When I was in Seattle this summer, there were dozens of people selling it in the park by Pike Place. I asked one of them what he was going to do when recreational marijuana was legalized, and he said "keep sellin'!"


why not? it would be just like selling contraband cigarettes for the small guy. the big shots probably can just move to another market since they have a know how of dealing illegal stuff.


Apparently its way way more cheap to buy it illegally(for now atleast). I am guessing it would not make much difference to those people.


I imagine that since part of the customer base is underage, the illegal market will still exist.


Are there illegal markets for booze and tobacco?


If you can consider random poor people in front of supermarkets and older friends and as illegal markets, then there is.

If you have the right (or wrong, depends on how you view it) friends, then booze will be almost always available. Your friend doesn't necessarily need to be old enough to buy the booze, since if she/he has the contacts to yet older friends then you can understand how the buying circulates trough different levels.
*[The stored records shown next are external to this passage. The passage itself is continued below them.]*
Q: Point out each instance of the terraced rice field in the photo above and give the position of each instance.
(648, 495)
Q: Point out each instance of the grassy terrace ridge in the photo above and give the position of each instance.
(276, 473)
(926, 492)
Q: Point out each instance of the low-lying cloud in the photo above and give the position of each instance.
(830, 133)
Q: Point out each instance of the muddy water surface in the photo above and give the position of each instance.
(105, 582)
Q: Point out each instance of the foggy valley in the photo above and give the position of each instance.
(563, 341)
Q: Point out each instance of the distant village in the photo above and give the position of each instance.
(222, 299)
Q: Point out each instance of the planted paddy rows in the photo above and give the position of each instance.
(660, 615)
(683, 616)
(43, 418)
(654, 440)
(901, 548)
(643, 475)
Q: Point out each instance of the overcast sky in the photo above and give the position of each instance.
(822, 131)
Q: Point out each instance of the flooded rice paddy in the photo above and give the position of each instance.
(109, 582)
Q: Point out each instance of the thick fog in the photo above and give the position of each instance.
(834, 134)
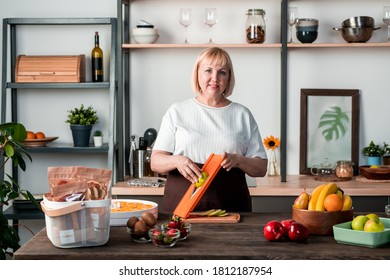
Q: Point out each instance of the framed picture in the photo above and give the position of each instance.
(329, 127)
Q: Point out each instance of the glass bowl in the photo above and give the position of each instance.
(164, 237)
(139, 237)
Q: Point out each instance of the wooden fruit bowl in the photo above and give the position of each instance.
(321, 222)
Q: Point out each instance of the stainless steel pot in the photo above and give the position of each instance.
(356, 34)
(359, 21)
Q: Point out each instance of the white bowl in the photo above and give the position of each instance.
(144, 31)
(146, 39)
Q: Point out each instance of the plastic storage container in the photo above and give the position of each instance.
(77, 224)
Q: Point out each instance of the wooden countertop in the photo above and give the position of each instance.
(243, 240)
(272, 186)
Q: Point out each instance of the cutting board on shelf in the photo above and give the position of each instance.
(194, 218)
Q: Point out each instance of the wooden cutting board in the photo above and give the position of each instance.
(232, 218)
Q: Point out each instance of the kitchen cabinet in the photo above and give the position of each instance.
(112, 148)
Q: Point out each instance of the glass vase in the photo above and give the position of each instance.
(272, 165)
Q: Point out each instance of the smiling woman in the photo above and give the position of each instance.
(209, 123)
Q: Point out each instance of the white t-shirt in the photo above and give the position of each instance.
(195, 130)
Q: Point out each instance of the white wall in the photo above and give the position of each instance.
(160, 77)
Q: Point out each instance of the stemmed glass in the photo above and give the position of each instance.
(386, 20)
(185, 19)
(210, 19)
(292, 19)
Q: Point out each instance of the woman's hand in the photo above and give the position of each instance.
(188, 168)
(163, 162)
(229, 161)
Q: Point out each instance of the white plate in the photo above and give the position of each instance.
(120, 218)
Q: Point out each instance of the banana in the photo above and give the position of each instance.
(314, 197)
(347, 203)
(328, 189)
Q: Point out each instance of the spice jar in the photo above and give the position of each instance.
(255, 26)
(344, 169)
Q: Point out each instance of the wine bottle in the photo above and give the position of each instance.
(97, 61)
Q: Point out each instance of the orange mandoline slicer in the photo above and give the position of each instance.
(194, 194)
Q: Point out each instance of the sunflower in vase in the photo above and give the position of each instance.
(272, 143)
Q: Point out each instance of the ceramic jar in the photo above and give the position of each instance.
(344, 169)
(255, 26)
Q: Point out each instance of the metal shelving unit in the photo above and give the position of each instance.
(113, 148)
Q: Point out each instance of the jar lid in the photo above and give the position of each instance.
(255, 12)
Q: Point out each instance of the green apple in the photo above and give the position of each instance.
(374, 226)
(358, 222)
(373, 216)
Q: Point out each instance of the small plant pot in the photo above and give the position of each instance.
(98, 141)
(81, 134)
(374, 160)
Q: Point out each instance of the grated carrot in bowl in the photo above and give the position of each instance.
(123, 206)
This way you don't necessarily need more than one middleman to buy vodka at age of 17.

Tobacco gets usually passed on the same way as booze, but at least in case of snus there are usually known groups which adopt the use. For example, hockey players are known to use snus, so there's high chance that you can buy some from them. And you don't need to know more than one hockey player, as the players know which one of their teammates has the stuff and when.

In cases where some known groups have the substances and the interest to sell them, you could consider it as somewhat centralized market. The people who run the market don't likely think it as one, but that's up to the viewer. After all, the way the liquer and tobacco gets spread may seem like there's no market at all.
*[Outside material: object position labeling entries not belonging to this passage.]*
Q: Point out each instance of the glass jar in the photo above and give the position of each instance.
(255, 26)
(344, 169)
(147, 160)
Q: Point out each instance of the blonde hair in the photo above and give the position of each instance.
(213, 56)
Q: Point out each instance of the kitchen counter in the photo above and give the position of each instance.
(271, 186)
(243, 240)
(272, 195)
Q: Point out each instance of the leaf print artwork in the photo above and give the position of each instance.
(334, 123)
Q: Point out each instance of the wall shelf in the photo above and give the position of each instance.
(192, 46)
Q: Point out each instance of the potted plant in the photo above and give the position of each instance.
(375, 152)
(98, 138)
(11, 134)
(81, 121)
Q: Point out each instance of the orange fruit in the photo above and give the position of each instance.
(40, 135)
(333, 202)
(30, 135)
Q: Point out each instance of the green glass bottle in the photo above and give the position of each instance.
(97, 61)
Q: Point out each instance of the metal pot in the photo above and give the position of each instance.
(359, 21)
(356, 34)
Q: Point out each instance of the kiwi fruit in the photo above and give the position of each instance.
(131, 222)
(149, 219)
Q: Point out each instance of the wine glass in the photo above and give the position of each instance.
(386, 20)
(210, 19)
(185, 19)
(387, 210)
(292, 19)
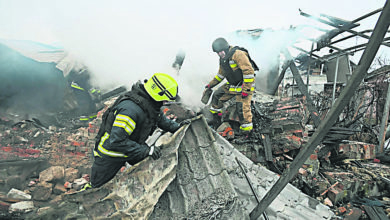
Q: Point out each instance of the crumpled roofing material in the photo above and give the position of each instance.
(209, 184)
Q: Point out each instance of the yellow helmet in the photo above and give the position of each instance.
(162, 87)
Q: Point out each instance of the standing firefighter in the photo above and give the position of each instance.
(239, 69)
(127, 124)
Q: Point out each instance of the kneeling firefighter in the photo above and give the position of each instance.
(127, 124)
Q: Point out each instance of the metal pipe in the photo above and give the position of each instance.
(385, 118)
(365, 61)
(335, 80)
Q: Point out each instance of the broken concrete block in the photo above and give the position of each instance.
(336, 192)
(59, 189)
(71, 174)
(25, 206)
(42, 191)
(79, 183)
(17, 194)
(52, 173)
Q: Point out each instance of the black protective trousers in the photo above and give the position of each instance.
(103, 170)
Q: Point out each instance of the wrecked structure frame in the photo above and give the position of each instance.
(375, 40)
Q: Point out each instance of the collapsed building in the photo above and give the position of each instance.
(312, 155)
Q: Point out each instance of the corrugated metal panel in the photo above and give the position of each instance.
(207, 172)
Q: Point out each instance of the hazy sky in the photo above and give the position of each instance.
(123, 41)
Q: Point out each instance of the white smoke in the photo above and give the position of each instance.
(124, 41)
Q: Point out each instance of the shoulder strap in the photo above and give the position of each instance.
(254, 65)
One thing I don't see mentioned here is the illegal tobacco market due to high taxes. You can get cigs from Mexico, or a low-tax state, say, and re-import them into a high-tax state.
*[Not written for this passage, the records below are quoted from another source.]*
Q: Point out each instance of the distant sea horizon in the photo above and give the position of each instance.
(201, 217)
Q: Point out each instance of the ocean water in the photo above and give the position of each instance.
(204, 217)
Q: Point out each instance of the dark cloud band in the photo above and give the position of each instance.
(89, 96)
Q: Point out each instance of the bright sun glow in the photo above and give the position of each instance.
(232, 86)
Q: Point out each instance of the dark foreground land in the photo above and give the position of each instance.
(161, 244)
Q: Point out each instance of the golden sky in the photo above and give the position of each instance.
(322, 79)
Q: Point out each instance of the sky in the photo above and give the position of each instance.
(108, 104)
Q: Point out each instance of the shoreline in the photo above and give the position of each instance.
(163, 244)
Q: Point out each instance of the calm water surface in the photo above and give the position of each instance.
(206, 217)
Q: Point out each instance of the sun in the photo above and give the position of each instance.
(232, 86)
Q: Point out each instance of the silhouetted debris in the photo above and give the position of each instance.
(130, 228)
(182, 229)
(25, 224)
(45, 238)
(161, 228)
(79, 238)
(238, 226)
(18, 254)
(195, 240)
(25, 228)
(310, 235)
This is one of the braking factors on tobacco taxes. It applies to any market -- if the taxes are too high, people will cheat the taxes.

Edit: I see the first link by @munin refers to a Virginia-to-NY cig smuggling scheme.


Moonshining is on the rise! In my travels in the south last year, I encountered many people drinking and selling corn whiskey, especially in the form of Apple Pie liquor.

Another anecdote: at my high school there were several people involved in a ring of cigarette carton theft, who would then sell cartons at the school for inflated prices.


Not nearly as organized, but yes, absolutely.


Sure, for the under 21&18 crowd.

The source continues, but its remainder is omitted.